Honor, the only one of her mother’s six daughters who chose not to have children, emerged from “the labyrinth of that mother’s attention or lack of it” to become the writer her mother might have been. Now in her 70s, she set out to understand how Jenny became the woman she knew — and to understand their relationship over time — searching for clues to her mother’s interior life in the writings and papers bequeathed to her at Jenny’s death.
Moore takes the trouble to see her mother’s choices in their historical and social context: World War II, with its impact on family formation and the aspirations of young men and women coming of age; the women’s movement, which changed both their lives; the civil rights movement; and the insular society of Jenny’s childhood — “the intricate social architecture that had held the world of the rich more or less in place since the Civil War.”

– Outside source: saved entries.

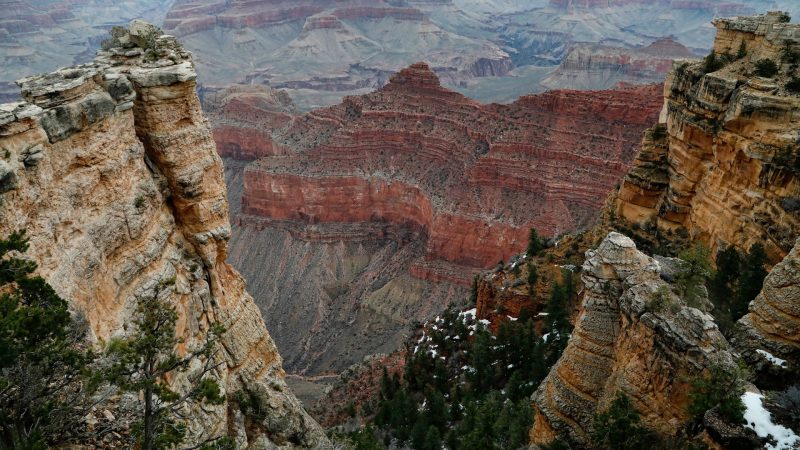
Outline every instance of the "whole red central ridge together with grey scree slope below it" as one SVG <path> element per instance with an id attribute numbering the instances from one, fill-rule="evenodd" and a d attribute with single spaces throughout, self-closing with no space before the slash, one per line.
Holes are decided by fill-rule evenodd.
<path id="1" fill-rule="evenodd" d="M 523 250 L 531 227 L 590 225 L 660 91 L 485 105 L 419 63 L 303 116 L 275 91 L 216 97 L 206 109 L 226 161 L 230 261 L 288 370 L 334 375 L 390 353 L 409 324 L 466 301 L 472 278 Z"/>

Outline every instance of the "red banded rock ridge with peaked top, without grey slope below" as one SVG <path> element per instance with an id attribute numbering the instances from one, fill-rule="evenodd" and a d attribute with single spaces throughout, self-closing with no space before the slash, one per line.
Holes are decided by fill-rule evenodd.
<path id="1" fill-rule="evenodd" d="M 415 64 L 275 133 L 285 154 L 247 168 L 242 211 L 409 225 L 427 236 L 426 260 L 486 267 L 521 251 L 530 227 L 555 235 L 590 223 L 657 117 L 659 93 L 556 91 L 481 105 Z M 417 274 L 437 272 L 428 269 Z"/>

“I can’t emphasize enough how the culture in which my mother grew up required silence about feeling,” Moore writes. For her parents and their friends, “becoming serious about the church and belief provided what psychotherapy might have — support in freeing oneself from the almost Victorian way of life of their parents” as well as “an entrance to their inner lives and a humanist faith that inspired progressive, even radical — though nonviolent — activism.”
Moore is sparing with the details of her protracted conflict with her mother — “continual criticism, shouting, the occasional slap” and more. She could not have understood then, she writes, “physical exhaustion, the intellectual and spiritual effort, the physical toll of pregnancy.” Her mother, she sees now, was sometimes overwhelmed. Nor could the child have grasped the nature of her parents’ marriage, not least her father’s extramarital affairs with men and women, made public in her 2008 memoir, “The Bishop’s Daughter.”

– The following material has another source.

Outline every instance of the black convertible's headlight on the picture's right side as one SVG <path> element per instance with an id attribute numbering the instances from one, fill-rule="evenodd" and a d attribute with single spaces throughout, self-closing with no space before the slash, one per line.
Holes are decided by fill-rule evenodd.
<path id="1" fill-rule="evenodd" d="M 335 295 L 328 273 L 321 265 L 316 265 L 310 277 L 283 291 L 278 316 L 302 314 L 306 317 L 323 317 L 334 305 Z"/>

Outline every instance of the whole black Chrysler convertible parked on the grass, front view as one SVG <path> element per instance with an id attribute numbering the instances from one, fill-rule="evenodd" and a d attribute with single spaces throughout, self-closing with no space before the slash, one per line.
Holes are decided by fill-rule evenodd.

Readers of that book and of “The White Blackbird,” her 1996 biography of her maternal grandmother, the painter Margarett Sargent, will find some of the details in this ruminative, sometimes lyrical memoir familiar. The process of understanding a parent, perhaps like memoir writing, never ends. The writer and the child return repeatedly to a collection of fragments, rearranging and reconsidering them in the shifting light of age.
“Isn’t it strange that it’s taken so long, all the way into my 70s,” Moore writes, addressing Jenny at last, “for me to feel that I am finally your daughter.”